The Pilbara tour formed part of Mr Abe’s four-day bilateral visit to Australia – the first by a Japanese Prime Minister since 2002 – and follows an invitation from Mr Walsh to visit Rio Tinto’s iron ore operations after a discussion in Tokyo last year about the long-standing ties between Rio Tinto and Japan.
Mr Walsh said “It is a great honour to have Prime Minister Abe and Prime Minister Abbott visit our operations in the Pilbara and to see first-hand the very best mining technology and our talented people, who are the backbone of our iron ore operations.

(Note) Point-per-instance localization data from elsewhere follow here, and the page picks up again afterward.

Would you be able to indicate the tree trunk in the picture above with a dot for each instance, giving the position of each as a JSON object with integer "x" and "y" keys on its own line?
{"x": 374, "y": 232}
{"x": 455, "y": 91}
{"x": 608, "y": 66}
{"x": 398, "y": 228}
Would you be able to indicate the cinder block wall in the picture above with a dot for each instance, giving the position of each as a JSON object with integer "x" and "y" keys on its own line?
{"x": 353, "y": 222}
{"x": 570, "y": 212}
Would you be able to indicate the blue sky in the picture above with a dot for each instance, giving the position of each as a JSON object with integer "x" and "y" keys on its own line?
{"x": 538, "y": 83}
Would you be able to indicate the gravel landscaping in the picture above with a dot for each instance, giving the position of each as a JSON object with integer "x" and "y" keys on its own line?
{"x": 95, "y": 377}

“Our iron ore business was born on the back of Japanese investment and we will never, ever forget this support. Japan is now one of Rio Tinto’s most important trading partners and our enduring relationship for almost half a century symbolises the strengthening economic and trade ties between Australia and Japan.
“Under our Mine of the Future programme we operate the most sophisticated mining technology in the world, with state-of-the-art equipment from Japan at the core.”

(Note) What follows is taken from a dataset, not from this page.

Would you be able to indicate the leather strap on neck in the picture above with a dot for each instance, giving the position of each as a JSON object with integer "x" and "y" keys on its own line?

Mr Harding said “This visit builds on nearly 50 years of successful and long standing partnerships between Rio Tinto and our Japanese joint venture partners, suppliers, customers and friends. We are intent on continuing to build these relationships through our technology partnerships to deliver mutual benefits.
“We were pleased to show some of the equipment to Mr Abe and Mr Abbott and demonstrate why we are world leaders in mining technology and show how our highly skilled employees keep us at the forefront of production, technology and safety.”
In the Pilbara, Rio Tinto operates 15 mines, a 1600km rail network, four port terminals and two power stations, which are integrated through an operations centre in Perth, more than 1500km away.
Rio Tinto’s operations in Western Australia have reached a run rate of 290 million tonnes a year, with a low-cost expansion pathway in place to expand this to 360 million tonnes a year.
The West Angelas mine, south-east of Cape Lambert, is an open-pit mine with fly-in, fly-out employees. It is part of a joint venture between Rio Tinto (53 per cent), Mitsui (33 per cent), Nippon Steel & Sumitomo Metal Corporation (14 per cent). The mine produced 29 million tonnes of ore in 2013.